Through out 2020, SNAP benefits increased, starting with 40% or about $2bn in the spring. In December last year, Congress provided a 15% increase in SNAP benefits from January through June 2021, which was then extended through September as part of the American Rescue Plan.
Those increases raised the average monthly benefit spend per person by 38% -- all of which went to the food and beverage industry. In addition, other emergency stimulus allotments that were not specifically earmarked for food likely bolstered beneficiaries grocery spending by freeing up money that would have gone to other categories, Lyons Wyatt said.
However, those benefits were never permanent and they ended just as the Thrifty Food Plan increase went into effect – a tradeoff that will result in what feels like only a modest increase, rather than the significant one touted in many headlines, she explained.
“So, we did the math,” and found a difference of $3bn between what SNAP beneficiaries received during the pandemic and what they would receive post-pandemic, Lyons Wyatt said.
She explained that on average SNAP beneficiaries received $251 per month before the emergency allotments ended, but post-pandemic they would receive on average $169, including the increase from the reevaluation of the Thrifty Food Plan – a difference of $82. Multiplied by the number of beneficiaries an estimate of $3bn is lost from stimulus to the CPG industry.
To soften the blow of this loss – both on companies’ bottom lines and SNAP households’ pantries – Lyons Wyatt said manufacturers and retailers need to collaborate to capture more of SNAP shoppers’ overall spend.
She recommended offering pack size options to reduce costs per volume, providing bunded occasion-based solutions that provide economies of scale, offering ‘imperfect fruits and vegetables’ at reduced prices compared to ‘perfect’ options to make them more economically accessible and innovating to align with a budget-minded consumer.
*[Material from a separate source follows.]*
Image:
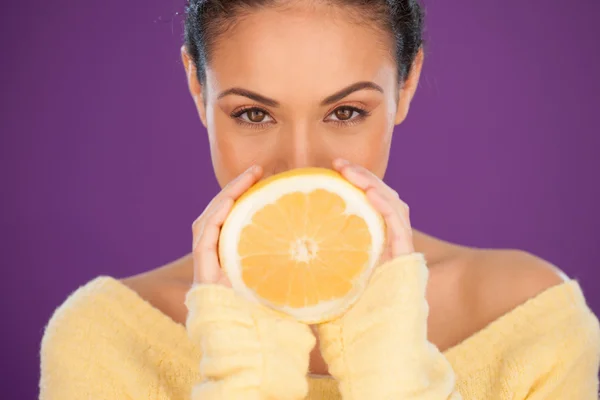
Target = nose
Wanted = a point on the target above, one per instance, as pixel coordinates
(300, 147)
Retailers can also leverage a variety of programs to assist SNAP consumers on their health and wellbeing journey by teaching them how to cook on a budget and providing nutritious budget-conscious recipes to inspire purchases, she said.
And while retailers and manufacturers must be careful not to run afoul of regulations about promotions targeting SNAP shoppers, they can make available to all shoppers promotions and benefits that will disproportionately help budget-shoppers.